You may want to start with a background on Stim Engine technology.


Emotions are recorded as a set of 6 “facial coding action units” (AU) [currently, sadness, fear, disgust, puzzlement, surprise, happiness] sampled approximately 16-20 times per second. For example, we might have a video of 30 seconds measured every 200 milliseconds (after resampling, see below). This means the raw data format consists of a matrix of size 6 by 30*(1000/200) = 6 x 150 values per person.

Post-Processing Pipeline

The pipeline is the sequence of processing steps needed to complete the analysis. It occurs on a segment of the participants selected according to user-defined criteria.

Individual Pipeline

Each individual timeseries is subject to the following processing steps:

  1. Windowing: We exclude data outside the bounds of stim presentation
  2. Fixed interval resampling: Since the camera provides measurements at a variable rate, we resample all results to a fixed rate to ensure all individuals contribute equally to the final analysis at all times. We average samples within each interval to produce the resampled values.
  3. Normalization, binarization & aggregation: We compute statistics about each timeseries. This allows us to compute a standard score and, by measuring distance from this, reduce each sample to a binary (yes/no) decision as to whether each AU is being expressed in each sample at any moment. Binarization is an important precursor for aggregation. In more recent data where we use the Convolutional-Neural-Network (CNN) algorithm, the output is already normalized with a known distribution on training data which means we can apply a fixed threshold to binarize the output at a particular sensitivity/specificity point. We can optionally use a specific time-window for the normalization, such as exposure to stimuli of known emotional content (e.g. a relaxing beach scene).
  4. Smoothing: We also smooth the standard scores; note that both original and smoothed data is available.

Aggregate Pipeline

The aggregate pipeline converts the binary classification of AU expression into a population frequency over time (i.e. what fraction of the population expressed a response at each moment). Importantly, we then look at changes in population frequency for each AU over time.

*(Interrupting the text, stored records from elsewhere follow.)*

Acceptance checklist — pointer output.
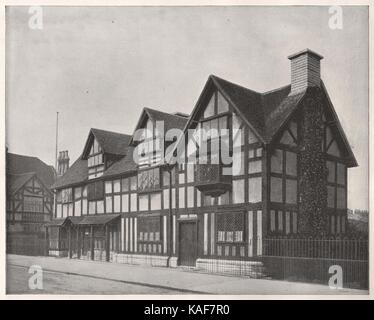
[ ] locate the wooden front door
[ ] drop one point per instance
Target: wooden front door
(187, 243)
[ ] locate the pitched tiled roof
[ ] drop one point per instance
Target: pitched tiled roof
(20, 164)
(98, 219)
(16, 181)
(122, 166)
(172, 121)
(265, 113)
(112, 142)
(247, 101)
(77, 173)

The following steps are performed:

  • Summation: We sum the binary AU classification for all participants at each time.
  • Frequency: We calculate the fraction of the population with nonzero AU expression for each AU at each time.
  • Smoothing: We smooth the frequency measurement
  • Relative: We measure the frequency of expression relative to a moving baseline. This highlights changes over time.


We summarize the entire result for a single stim as an “E-Score” (or Emotion-Score). The score has 3 components:

  • Eyes
  • Emotions
  • Effects

See the E-Score page for more information.

Interactive dataset results

All the outputs produced here, plus heatmaps, video and AOI statistics, will be used in our interactive results interface. Once you have created a Dataset, you can explore the results using the Analysis section of the Stim Admin interface.